I see bunch of questions re: normalization of data, all of that totally makes sense, thanks for the insight! I have two quick related questions though:
Why is the data normalized with the mean/std of the image_net data as opposed to the new cat/dog breed image data? Is this typical of transfer learning - you should always normalize with the starting/pretrained model’s input data, as opposed to the new data you are receiving?
Is there a reason this isn’t baked into the ImageDataBunch initialization, or is it separated because there are times where you perhaps wouldn’t want to normalize? Or maybe this is related to the first question…since you aren’t normalizing with the new data bunch you are feeding in, you need to separately specify how you choose to normalize the data?
The standards should be same so it makes sense to use pretrained data metrics.
The standardization is required when there is good amount of variation. So I would wish to make this optional. Also it’s not just imagenet model which we are going to use as pretrained model all the time. so baking it into makes this function less flexible.
Hope this helps.
I would request others also to comment.
If you use a pretrained model, you should use the normalization that was used to pretrain it, yes. If we where to train a model from scratch, we would compute the means/stds for this specific dataset and use that.
And as you pointed out, this is why it isn’t baked in because you might want different normalizations depending on your situation. Some pretrained models use a normalization that just scale the coordinates from -1 to 1 (inception models IIRC) even on imagenet.
I am having a doubt regarding lesson 1 jupyter notebook.
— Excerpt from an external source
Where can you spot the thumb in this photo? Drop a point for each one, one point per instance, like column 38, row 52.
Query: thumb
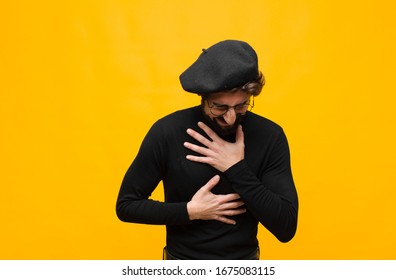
column 240, row 137
column 211, row 183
If fastai’s models.resnet34 is pretrained on imagenet dataset then it will predict 1000 classes i.e. probability of 1000 classes for the given input image but in the notebook we are having 37 classes. My question is aren’t we going to modify the last fc-layer of resnet34 to change the model’s output to 37 classes instead of 1000 classes?
Fast.ai automatically removes final layers from the original architecture and replaces it with something suitable for your problem. Later on in the course we will also learn how to fit in our own custom layers at the end, something called a ‘custom head’.
The ConvLearner does it automatically for you based on the number of classes of your data. If you call learn.model you will see that the last FC layer with 37 activations.
@jeremy In your notebook output, resnet34 learn.fit_one_cycle(4) took around 2 minutes in the main video notebook (using sagemaker)
While I can see, it took for you around 1 minute in the github lesson 1 notebook.
Can you please mention what was the specs for the video lesson nb training and what was for the github nb?
This could be useful for all of us as a baseline to check whether our local setup is working well.
For me I am getting much lower speed (12 min) for gtx1080ti with an old cpu (Xeon® W3503) which is running 100%, and from time to time the gpu utilization pops up from 2% to 70-90%
The 1st thing I should do is to get rid of the gpu risers that is lowering the pcie2 x16 into pcie2 x1 which is the only way to install multiple gpu for me.